Within this context, an important development has emerged. The Model Law on Electronic Transferable Records (MLETR), developed by the United Nations, addresses a key need. It facilitates the legal use of ‘electronic transferable records’ (‘ETRs’), also called digital negotiable instruments (‘DNI’), both domestically and internationally. This appears to be a step in the right direction.
“As of today, there are three disconnected layers in trade: the physical shipment layer, the paperwork layer, and the finance layer.”
“The uncoordinated separation of these three areas leads to substantial inefficiencies. With digitization, these three layers can be merged and inefficiencies can be eliminated, which in turn leads to a substantial increase in productivity for everyone involved,” Wohlgeschaffen says.
In analyzing what is possible from a technical perspective, the UN has understood that trade is the lifeline for prosperity and has sought to facilitate it. “With the MLETR it is possible to use digital negotiable instruments,” Wohlgeschaffen adds. “And if you do that, you can combine the physical supply chain and the financial supply chain electronically. This represents the breakthrough we needed to efficiently process transactional liquidity generation along the value chain without limiting the amount.
“Moreover, you can automate supply contracts and finance contracts at the same time. This will allow companies to automate supply chain finance along with the physical supply chain. It removes so many hurdles, a prerequisite that is particularly important for SMEs.”
Financing sustainability“I feel strongly that it is the case that finance will close sustainability gaps in the global supply chain,”

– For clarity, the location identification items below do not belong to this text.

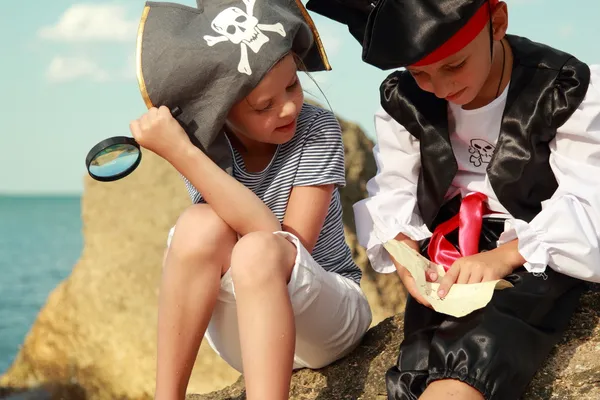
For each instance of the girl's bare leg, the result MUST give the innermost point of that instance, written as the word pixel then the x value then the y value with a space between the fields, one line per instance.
pixel 261 265
pixel 199 254
pixel 450 389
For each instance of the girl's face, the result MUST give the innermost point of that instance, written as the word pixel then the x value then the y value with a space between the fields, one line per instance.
pixel 469 73
pixel 269 113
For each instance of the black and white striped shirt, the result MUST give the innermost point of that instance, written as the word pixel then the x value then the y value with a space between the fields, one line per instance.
pixel 314 156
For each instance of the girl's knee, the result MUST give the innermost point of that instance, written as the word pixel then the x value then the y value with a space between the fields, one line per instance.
pixel 199 231
pixel 262 257
pixel 454 388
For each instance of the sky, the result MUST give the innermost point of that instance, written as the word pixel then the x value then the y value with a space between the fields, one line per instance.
pixel 67 78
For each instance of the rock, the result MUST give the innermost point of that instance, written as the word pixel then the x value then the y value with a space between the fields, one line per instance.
pixel 572 371
pixel 96 333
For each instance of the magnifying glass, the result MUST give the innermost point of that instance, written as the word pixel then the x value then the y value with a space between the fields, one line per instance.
pixel 116 157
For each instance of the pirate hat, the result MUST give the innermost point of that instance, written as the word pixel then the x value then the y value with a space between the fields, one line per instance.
pixel 205 59
pixel 353 13
pixel 420 32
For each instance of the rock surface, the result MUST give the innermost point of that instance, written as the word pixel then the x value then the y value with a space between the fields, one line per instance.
pixel 572 371
pixel 95 336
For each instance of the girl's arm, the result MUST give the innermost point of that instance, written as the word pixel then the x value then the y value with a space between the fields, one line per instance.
pixel 306 212
pixel 237 205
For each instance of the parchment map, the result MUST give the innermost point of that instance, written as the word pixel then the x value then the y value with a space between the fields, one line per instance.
pixel 462 299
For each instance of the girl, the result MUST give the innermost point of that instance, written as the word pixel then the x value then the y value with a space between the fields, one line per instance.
pixel 259 263
pixel 479 124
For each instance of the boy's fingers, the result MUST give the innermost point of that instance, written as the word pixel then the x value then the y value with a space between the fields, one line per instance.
pixel 431 275
pixel 447 281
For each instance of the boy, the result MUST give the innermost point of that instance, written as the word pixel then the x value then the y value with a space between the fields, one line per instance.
pixel 504 133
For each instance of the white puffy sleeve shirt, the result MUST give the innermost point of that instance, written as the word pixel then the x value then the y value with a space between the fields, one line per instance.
pixel 391 207
pixel 565 235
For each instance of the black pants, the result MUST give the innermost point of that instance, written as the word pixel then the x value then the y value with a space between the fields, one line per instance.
pixel 496 349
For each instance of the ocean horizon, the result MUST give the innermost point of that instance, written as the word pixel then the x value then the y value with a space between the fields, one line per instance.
pixel 40 242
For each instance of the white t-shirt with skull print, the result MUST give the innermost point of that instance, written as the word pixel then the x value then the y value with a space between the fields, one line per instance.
pixel 474 134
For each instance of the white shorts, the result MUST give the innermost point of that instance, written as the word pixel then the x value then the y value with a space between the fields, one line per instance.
pixel 331 314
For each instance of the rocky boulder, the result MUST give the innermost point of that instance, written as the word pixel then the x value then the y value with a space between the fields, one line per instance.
pixel 572 371
pixel 95 336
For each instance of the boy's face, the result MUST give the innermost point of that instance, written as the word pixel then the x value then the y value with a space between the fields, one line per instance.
pixel 269 113
pixel 460 77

Financing sustainability initiatives is a natural progression for supply chain finance mechanisms. We know that it can bridge the gap of sustainable progress, and for that reason, it’s something that is close to heart for SMBC’s Mohanty.

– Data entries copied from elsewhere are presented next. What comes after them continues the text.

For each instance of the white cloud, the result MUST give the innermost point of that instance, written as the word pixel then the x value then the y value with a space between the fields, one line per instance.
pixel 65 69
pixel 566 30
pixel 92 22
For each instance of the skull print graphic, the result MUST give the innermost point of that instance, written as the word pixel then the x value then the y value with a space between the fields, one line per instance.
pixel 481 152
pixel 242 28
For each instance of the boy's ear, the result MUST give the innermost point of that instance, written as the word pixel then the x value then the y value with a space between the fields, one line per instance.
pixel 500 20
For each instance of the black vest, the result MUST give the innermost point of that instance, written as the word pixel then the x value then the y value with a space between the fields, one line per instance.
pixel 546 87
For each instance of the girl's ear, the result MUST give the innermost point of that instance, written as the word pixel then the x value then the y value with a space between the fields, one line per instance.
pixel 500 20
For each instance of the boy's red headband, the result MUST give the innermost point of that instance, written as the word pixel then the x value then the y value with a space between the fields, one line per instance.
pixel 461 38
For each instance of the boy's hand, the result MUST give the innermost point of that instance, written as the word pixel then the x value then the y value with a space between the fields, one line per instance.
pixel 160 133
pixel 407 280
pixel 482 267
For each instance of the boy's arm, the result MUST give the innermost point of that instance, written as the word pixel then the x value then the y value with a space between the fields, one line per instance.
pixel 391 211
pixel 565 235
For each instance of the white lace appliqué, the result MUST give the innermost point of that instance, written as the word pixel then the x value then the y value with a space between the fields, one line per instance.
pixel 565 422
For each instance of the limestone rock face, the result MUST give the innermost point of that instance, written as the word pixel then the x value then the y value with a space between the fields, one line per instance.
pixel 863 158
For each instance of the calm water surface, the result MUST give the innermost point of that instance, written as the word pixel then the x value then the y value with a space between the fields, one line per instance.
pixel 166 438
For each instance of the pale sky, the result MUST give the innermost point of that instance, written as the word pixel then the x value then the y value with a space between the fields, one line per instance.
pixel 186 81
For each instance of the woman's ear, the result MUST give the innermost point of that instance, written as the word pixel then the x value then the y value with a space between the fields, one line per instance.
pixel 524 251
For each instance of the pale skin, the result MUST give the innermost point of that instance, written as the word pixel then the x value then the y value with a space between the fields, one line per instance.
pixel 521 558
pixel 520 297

“I feel strongly that it is the case that finance will close sustainability gaps in the global supply chain,” he says. “If you go back to the Industrial Revolution days, the main notion was manufacturing scale and reducing the cost of production, outsourcing, and moving abroad to keep costs down. Finance was a strong catalyst, and I think it will be the same for ESG and for that change.”
Mohanty is definitely on to something. We see now that in order to be successful, companies will have to demonstrate sustainable credentials. They’re relying on their suppliers, and their suppliers are committed to delivering green products. “The bottleneck comes”, Mohanty says, “from ‘the banks taking their time’ to process green financing because neither they nor the suppliers have the visibility they want.”
The solution circles back round to the connecting of dots. Mohanty is an advocate of using green ledgers that track the constituents of a product to its item master, establishing the green maturity of the raw material to its lowest denominator.
That visibility ticks so many boxes. It checks off risk, identifies environmental hotspots, and tells you how green your balance sheet is. In turn, that gives banks the proof they need to sign off on green financing. It is the perfect example of an ecosystem in flow.
“All we have to do is orchestrate the elements into one discussion,” Mohanty says. “If I bring the buyer, supplier, and bank into one room, and the buyer is committed and the supplier needs to set up an innovation lab, the bank will be more willing to finance.
“That’s because they’ve seen the commitment from the buyer and they can see what the buyer has to do. As I said before, financing can bridge the gap in so many ways. It can be a real catalyst for change in the ecosystem,” adds Mohanty.